We just got done doing our practice 15 minute lesson. Our class leader, Jenny, sat in and pretended to be a Korean student which lightened the mood a bit. We ran out of time, though, which was concerning. We’re going to go over if we’re not careful. Other groups may run out of things to do which is probably worse. We’ve had to create and submit a lesson plan for a middle school class – a 45 minute class. Then, somehow we need to condense the lesson into 15 minutes. Yes, the native speakers we present the activities to will do them much faster than Korean students would. But that doesn’t make it any easier.
For anyone interested, here is a link to our lesson we’ll be presenting.
We’ll be presenting tomorrow just before lunch. Bummer. Chris’s group maybe has it worse and has to present just after lunch. Yuck. Word is still out who’s group will be more attentive.

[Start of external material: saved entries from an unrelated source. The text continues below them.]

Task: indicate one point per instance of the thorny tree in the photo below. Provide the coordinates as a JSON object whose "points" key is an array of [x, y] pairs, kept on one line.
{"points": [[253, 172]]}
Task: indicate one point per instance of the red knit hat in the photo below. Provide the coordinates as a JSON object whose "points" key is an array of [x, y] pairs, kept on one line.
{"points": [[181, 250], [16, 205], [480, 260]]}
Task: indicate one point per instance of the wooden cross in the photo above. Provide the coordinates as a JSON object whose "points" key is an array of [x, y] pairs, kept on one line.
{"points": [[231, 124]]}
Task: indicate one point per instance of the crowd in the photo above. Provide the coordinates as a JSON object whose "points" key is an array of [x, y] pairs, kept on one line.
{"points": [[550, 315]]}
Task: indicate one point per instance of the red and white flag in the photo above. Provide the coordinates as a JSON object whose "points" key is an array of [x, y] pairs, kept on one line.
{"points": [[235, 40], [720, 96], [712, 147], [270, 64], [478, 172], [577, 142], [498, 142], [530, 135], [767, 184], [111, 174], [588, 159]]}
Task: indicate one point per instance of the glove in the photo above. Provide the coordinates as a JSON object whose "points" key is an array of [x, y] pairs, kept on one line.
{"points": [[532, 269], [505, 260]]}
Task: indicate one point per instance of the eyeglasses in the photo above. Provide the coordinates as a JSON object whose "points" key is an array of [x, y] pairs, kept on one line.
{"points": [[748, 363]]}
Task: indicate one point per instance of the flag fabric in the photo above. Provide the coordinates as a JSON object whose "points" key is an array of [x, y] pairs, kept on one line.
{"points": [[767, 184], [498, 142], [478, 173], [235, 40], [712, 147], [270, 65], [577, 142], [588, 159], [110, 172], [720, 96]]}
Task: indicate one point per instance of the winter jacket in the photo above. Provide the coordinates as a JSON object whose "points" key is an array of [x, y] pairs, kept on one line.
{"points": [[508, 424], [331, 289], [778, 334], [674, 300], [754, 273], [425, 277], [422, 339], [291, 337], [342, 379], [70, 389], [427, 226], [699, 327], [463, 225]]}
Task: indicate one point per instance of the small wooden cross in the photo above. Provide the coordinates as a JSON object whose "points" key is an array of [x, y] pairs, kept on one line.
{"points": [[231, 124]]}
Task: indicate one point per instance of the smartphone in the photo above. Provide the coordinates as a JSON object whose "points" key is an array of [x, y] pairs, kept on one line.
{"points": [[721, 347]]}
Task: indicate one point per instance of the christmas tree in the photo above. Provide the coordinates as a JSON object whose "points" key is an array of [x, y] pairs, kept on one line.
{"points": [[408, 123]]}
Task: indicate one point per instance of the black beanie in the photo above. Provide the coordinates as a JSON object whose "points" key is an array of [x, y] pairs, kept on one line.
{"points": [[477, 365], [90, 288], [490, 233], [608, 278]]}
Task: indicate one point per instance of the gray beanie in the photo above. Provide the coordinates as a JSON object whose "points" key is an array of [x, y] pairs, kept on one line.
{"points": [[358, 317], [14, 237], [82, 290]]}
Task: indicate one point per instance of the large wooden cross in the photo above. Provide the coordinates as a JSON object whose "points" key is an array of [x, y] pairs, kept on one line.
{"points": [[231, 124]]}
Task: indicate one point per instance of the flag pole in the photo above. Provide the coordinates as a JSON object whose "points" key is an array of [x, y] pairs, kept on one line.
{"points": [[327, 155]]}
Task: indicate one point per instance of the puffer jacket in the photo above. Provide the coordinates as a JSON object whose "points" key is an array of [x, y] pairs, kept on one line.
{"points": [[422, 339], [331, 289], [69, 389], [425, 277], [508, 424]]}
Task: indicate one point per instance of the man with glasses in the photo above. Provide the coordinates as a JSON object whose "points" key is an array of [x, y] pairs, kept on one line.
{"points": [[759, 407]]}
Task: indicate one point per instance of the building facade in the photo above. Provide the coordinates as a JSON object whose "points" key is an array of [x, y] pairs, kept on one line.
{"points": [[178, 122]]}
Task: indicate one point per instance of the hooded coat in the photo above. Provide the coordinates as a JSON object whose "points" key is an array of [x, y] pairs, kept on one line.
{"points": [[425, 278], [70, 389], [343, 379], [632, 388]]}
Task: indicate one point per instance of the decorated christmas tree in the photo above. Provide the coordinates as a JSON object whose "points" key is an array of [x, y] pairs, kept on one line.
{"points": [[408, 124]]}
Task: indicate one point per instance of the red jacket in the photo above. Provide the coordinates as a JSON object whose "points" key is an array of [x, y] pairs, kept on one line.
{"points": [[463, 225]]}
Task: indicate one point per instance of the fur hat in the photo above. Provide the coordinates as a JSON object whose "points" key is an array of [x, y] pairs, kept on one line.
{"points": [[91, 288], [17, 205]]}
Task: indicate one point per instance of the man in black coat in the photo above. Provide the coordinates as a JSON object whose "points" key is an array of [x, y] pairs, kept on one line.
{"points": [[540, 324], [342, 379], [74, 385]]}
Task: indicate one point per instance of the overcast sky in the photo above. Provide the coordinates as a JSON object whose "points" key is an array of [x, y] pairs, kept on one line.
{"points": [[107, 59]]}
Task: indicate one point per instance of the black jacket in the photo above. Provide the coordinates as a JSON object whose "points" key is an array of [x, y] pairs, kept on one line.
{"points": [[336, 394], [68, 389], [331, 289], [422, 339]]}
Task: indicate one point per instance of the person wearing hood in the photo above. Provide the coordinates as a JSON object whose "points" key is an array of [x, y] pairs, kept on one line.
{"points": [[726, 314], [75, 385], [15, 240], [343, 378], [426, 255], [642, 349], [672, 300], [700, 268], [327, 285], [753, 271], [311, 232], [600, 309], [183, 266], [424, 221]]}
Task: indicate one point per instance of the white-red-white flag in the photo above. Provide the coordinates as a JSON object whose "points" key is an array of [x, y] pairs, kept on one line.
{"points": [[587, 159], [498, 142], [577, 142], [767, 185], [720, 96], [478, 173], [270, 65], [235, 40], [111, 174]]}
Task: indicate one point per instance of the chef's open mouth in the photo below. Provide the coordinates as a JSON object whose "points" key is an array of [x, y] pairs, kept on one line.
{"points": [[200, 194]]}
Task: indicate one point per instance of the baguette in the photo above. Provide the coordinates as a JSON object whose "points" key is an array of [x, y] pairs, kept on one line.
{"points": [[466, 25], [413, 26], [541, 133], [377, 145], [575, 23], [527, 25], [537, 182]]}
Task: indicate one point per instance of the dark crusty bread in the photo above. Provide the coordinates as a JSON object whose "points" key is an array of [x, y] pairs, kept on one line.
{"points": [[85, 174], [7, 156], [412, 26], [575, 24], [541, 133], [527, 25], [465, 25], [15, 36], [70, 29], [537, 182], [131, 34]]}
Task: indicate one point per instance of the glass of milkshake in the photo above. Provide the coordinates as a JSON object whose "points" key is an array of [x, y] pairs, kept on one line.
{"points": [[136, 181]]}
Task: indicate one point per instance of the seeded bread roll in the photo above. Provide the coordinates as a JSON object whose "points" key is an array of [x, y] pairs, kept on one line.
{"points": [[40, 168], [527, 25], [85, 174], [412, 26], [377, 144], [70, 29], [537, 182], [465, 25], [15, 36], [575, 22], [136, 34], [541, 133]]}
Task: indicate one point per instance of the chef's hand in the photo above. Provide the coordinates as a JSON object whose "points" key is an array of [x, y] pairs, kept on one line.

Then it’s over. 15 minutes and we’re basically all done with orientation. We’ll have to watch a few more presentations then hear critiques and tips. Afterward we’ll talk to EPIK staff and then the big moment arrives: our school placements!
We’ll have a closing ceremony and a dinner and then we’re really done.
Today wasn’t all that interesting. We just prepared for our lesson plan all day. We needed plastic bags for my project so Chris and I went to GS25 (where we had our fun dinner yesterday). We got our bags and *surprise* it was the same guy in the suit from yesterday. He recognized us and talked to us in Korean while he scanned our items. We got something else for “Service” (but 1 get one free or just getting something for buying something else). After we checked out he got really excited – or maybe he sensed this could be our last time at GS25 (we won’t have time to go tomorrow) so he said “one momentu!” and grabbed a coffee out of the cooler at random. He gave it to us for free (it wasn’t service) “share, you share” he pointed between us. We thanked him as much as we could and left. Daejeoners are (at least in this part of Daejeon) are very nice. Besides the yellow dust and pollution, this seems to be a really nice place to be for the next year+.